Using the XSD Inference Utility

 

Nithya Sampathkumar
Microsoft Corporation

February 12, 2003

Summary: Discusses the Microsoft XSD Inference utility, which simplifies the task of writing XML Schema by automatically generating schemas from instance documents. The inferred schema can then be refined with related document instances so that it can be used to describe and validate a whole class of XML documents. (6 printed pages)

Download the Microsoft XSD Inference utility from GotDotNet.

XSD Inference Tool Use Scenarios

Scenario 1

Susan works for a bookstore as a developer. Her company decided to convert their documents to XML so they could share it with subsidiaries. They also wanted to ensure that every subsidiary uses the same XML tags, attributes, and order. Susan suggested that they use XML Schemas to achieve this goal. While writing the schemas, Susan realized that it's much easier to write the document than it is to write the schema for that document.

Scenario 2

Amy is an XML Developer. She often has to deal with XML documents containing document type definitions (DTD). Amy needs to generate schemas for these documents because schemas are more powerful that DTDs and are the recommended way of describing XML documents.

Scenario 3

John is a Web services developer. His company deployed a Web service using the popular "rpc/encoded" mode of the Web Services Definition Language (WSDL). Following the latest recommendations (work in progress) from the Web Services Interoperability Consortium (WS-I), John's company wants to migrate the WSDL description of the service to the "document/literal" style to make it more interoperable. The most challenging part of authoring a "document/literal" WSDL file is to create an XML Schema for the SOAP Message Body and Header.

Scenario Synopsis

John, Amy, and Susan have instance documents that describe the data and need to generate schemas for them that conform to the W3C XML Schema specification. They also realize that these schemas are tedious to write by hand.

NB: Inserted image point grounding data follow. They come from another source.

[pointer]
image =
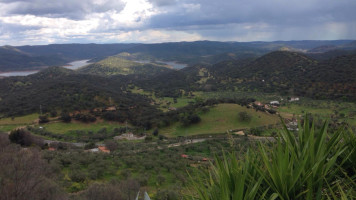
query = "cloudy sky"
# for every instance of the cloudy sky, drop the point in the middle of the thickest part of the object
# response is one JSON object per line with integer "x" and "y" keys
{"x": 151, "y": 21}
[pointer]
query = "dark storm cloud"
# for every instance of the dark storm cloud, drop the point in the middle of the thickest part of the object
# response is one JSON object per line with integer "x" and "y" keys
{"x": 72, "y": 9}
{"x": 6, "y": 28}
{"x": 276, "y": 12}
{"x": 163, "y": 2}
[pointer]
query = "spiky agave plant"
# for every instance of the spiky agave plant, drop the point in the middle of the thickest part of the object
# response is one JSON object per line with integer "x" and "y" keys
{"x": 299, "y": 167}
{"x": 302, "y": 166}
{"x": 230, "y": 179}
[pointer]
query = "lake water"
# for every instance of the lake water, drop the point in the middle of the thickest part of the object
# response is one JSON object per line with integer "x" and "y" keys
{"x": 173, "y": 64}
{"x": 73, "y": 66}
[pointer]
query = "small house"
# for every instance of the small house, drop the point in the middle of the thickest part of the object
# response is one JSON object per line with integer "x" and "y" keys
{"x": 103, "y": 149}
{"x": 294, "y": 99}
{"x": 274, "y": 103}
{"x": 184, "y": 156}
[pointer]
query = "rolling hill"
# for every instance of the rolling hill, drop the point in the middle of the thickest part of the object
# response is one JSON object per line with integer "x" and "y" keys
{"x": 114, "y": 65}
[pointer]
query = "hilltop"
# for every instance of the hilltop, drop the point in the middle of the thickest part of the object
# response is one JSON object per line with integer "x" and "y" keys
{"x": 114, "y": 65}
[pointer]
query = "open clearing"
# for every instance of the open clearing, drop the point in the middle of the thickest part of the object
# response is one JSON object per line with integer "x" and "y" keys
{"x": 219, "y": 119}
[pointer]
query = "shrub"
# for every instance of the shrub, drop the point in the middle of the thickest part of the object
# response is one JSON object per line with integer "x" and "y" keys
{"x": 305, "y": 166}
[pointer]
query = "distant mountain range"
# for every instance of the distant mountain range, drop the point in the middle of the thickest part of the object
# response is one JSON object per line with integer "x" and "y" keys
{"x": 330, "y": 76}
{"x": 206, "y": 52}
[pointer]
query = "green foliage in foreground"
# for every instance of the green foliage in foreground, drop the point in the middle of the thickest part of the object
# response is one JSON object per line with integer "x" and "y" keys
{"x": 308, "y": 165}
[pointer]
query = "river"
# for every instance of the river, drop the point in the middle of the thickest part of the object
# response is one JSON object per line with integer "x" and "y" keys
{"x": 72, "y": 65}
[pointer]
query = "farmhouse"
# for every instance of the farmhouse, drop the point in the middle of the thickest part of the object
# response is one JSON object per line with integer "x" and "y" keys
{"x": 274, "y": 103}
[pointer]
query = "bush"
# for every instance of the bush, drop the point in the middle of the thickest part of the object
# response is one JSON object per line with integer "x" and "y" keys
{"x": 244, "y": 117}
{"x": 65, "y": 117}
{"x": 302, "y": 167}
{"x": 43, "y": 119}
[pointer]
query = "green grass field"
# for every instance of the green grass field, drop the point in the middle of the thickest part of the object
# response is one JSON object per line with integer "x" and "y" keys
{"x": 8, "y": 124}
{"x": 165, "y": 102}
{"x": 24, "y": 120}
{"x": 219, "y": 119}
{"x": 67, "y": 128}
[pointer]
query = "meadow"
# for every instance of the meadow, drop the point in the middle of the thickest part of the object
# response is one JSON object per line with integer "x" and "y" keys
{"x": 220, "y": 119}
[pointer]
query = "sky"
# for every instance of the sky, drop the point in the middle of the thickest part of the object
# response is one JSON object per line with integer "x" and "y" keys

The XSD Inference utility solves this problem by automatically generating a schema for a given XML document. The tool also has the ability to refine the schema it generates based on additional XML documents. It's extremely useful to have the ability to refine schema when there is more than one XML document that encapsulates all the variations in the data.

Inference Usage

Let's go back to Susan's bookstore for a demonstration of how the XSD Inference utility can be used. There is an instance document for every different book in the store and we need to come up with one schema that can describe and validate all of them. Book1.xml and Book2.xml are two such book instances. They have slightly different structures and they exist in separate files. So, we need to infer the schema for one book (say Book1.xml) and then refine or fine-tune the inferred schema using Book2.xml and any other book documents that will be included. The samples for Book1.xml and Book2.xml are as follows:

Book1.xml:

<book year="1994" xmlns= "www.samplebookstore.com">
         <title>TCP/IP Illustrated</title>
         <author>Stevens W.</author>
        <publisher>Addison-Wesley</publisher>
        <price> 65.95</price>
    </book>
 

Book2.xml:

<book year="2000" xmlns = "www.samplebookstore.com" 
xmlns:sale=" www.samplebookstore.com/sale">
        <title>Data on the Web</title>
        <author>Abiteboul Serge</author>
        <author>Buneman Peter</author>
        <publisher>Morgan Kaufmann </publisher>
        <price> 39.95</price>
        <sale:price> 20 </sale:price>
        <editor>
               <name> Gerbarg Darcy</name>
               <affiliation>CITI</affiliation>
        </editor>
    </book>   

Let's see how we can use the Infer class from the Microsoft.XSDInference namespace to come up with the schema for Book1.xml and Book2.xml. The Infer class has two InferSchema methods—one that can be used for inferring and the other for refining the inferred schema. The InferSchema method that we will use for inferring accepts an XmlReader for the document for which the schema needs to be inferred and returns an XmlSchemaCollection containing the schema that it infers.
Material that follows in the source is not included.